Diet Quality Questionnaire

By:
Global Diet Quality Project (GAIN)
Harvard Department of Global Health and Population, Gallup World Poll
Date:
2022
Resource type:
Reports and discussion papers

Assessing positive and negative features of diets is key to understanding the causes of poor health and nutrition outcomes. Identifying current diet patterns can help improve nutrition, especially in low- and middle-income countries where diets are rapidly changing due to urbanization, globalization, migration, and other factors. Measuring dietary patterns is thus key to inform nutrition programming, nutrition-sensitive agriculture policy and related interventions. 

The Diet Quality Questionnaire (DQQ) is an internationally standardized survey instrument developed by Global Diet Quality Project, and funded by The Swiss Agency for Development and Cooperation and The Rockefeller Foundation, that works universally to capture local realities, that can be used to interpret diet quality within and across countries. 

The country-adapted DQQ modules take just five minutes to implement and provides a host of information about diet patterns at the population level, capturing consumption information for 29 food groups, including both healthy and unhealthy foods. It can be used by any survey team with an interest in gathering information on diet quality. The availability of these low-burden tools is intended to facilitate and catalyze diet quality monitoring in countries, and across sectors.

The Gallup World Poll is already implementing the DQQ in 42 countries to assess diet quality, and aims to scale up implementation to all of the countries it surveys (about 140) by 2024. The DQ-Q is currently being adapted for more than 90 countries, with the support of USAID, The Rockefeller Foundation, and the European Union and BMZ through GIZ's Capacity for Nutrition (C4N).

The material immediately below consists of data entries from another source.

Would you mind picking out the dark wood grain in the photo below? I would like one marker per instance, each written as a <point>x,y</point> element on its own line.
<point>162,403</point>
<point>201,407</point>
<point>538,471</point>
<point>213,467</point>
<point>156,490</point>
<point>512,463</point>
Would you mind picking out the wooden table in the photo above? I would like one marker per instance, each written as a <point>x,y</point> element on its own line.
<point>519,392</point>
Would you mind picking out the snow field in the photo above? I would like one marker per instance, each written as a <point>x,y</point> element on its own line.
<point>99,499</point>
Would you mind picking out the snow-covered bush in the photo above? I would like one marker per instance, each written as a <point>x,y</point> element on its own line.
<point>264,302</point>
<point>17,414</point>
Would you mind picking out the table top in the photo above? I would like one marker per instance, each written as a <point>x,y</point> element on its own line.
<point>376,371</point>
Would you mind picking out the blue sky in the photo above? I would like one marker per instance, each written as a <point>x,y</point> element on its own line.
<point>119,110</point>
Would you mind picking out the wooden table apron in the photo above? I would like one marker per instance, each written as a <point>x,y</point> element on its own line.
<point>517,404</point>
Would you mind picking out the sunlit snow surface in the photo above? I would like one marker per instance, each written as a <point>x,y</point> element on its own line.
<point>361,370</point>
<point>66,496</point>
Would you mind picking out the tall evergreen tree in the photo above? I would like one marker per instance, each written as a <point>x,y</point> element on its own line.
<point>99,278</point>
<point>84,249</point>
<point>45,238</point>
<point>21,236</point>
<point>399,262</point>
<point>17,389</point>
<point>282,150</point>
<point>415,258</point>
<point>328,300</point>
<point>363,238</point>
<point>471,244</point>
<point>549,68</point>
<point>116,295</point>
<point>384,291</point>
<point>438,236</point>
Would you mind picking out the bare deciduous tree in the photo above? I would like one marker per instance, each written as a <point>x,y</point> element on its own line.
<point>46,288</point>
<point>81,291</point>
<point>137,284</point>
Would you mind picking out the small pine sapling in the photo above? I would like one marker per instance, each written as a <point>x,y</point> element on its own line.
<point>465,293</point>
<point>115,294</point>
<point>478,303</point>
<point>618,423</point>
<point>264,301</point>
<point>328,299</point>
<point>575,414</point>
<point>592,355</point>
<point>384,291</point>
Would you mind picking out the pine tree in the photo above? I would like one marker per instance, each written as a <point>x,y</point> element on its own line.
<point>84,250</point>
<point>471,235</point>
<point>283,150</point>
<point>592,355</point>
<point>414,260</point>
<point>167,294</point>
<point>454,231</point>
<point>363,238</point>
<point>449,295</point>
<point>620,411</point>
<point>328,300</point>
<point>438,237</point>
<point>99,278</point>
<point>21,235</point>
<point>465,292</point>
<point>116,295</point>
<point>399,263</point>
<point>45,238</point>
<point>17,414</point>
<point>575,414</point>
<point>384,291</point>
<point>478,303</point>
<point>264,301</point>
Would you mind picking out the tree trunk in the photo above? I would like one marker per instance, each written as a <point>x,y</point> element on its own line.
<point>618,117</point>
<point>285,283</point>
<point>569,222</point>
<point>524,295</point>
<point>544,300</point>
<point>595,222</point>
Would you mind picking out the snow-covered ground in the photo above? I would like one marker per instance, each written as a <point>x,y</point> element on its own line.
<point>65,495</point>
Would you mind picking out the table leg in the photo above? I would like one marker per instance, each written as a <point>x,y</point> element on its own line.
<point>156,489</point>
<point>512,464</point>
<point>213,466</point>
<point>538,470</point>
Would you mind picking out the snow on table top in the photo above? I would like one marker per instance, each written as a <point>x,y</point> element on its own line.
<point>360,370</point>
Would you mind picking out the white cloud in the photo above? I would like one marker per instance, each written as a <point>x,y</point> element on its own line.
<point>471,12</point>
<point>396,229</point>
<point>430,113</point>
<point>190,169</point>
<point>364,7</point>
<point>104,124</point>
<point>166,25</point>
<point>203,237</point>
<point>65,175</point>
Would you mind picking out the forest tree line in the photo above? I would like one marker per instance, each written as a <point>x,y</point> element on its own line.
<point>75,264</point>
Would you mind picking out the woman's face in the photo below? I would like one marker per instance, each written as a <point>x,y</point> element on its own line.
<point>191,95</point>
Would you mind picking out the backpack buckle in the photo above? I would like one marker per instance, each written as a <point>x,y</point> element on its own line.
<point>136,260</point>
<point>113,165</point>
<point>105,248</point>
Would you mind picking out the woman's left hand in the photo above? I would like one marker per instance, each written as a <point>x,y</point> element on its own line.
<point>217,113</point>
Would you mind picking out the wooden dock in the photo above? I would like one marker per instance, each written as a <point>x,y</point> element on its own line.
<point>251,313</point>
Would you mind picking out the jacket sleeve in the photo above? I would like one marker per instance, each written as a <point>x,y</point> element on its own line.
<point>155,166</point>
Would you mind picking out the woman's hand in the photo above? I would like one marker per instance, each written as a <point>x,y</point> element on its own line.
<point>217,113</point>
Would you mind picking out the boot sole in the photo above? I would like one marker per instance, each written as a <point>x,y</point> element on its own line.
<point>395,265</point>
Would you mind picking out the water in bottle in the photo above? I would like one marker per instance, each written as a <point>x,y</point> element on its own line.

Country-specific diet-quality survey tools have been made available to 6 countries by mid-2022. These tools will enable the collection of dietary data that covers aspects of diet related to both undernutrition and diet-related noncommunicable diseases.

Population-level data obtained from the DQQ tool can be used to calculate numerous diet quality indicators, including the minimum dietary diversity for women, the corresponding food group diversity score, the Global Dietary Recommendation score, and the recently updated World Health Organization and UNICEF infant and young child feeding indicators.  

Gallup, Harvard T.H. Chan School of Public Health, and the Global Alliance for Improved Nutrition (GAIN) have published a new report in October 2022 on diet quality entitled Measuring What the World Eats. It is the first report from the Global Diet Quality Project, with data based on the Diet Quality Questionnaire (DQQ).

Key messages 

  • Basic dietary diversity, diverse plant foods and ultra-processed foods are three indicators of diet – both, good and bad -- that are universally important across regions and countries, including those that are rapidly transitioning.
  • There is a need to consistently collect comparable dietary quality data in the general adult population across countries worldwide.
  • There is a need to enable thinktanks and policymakers to start using cross-country diet-quality monitoring data routinely, filling a decades-old gap in basic information about nutrition.
  • Situations such as the recent COVID-19 pandemic show how vitally useful routinely collected data can be, on what people are eating, and how their diets shift because of shocks and over time. 
  • Unlike most other public health priorities such as HIV, smoking and obesity, there is no global monitoring system for diets.
  • Understanding dietary patterns and trends in populations with tools like the DQ-Q, is a first step to inform actions to support and improve diet quality and track progress over time.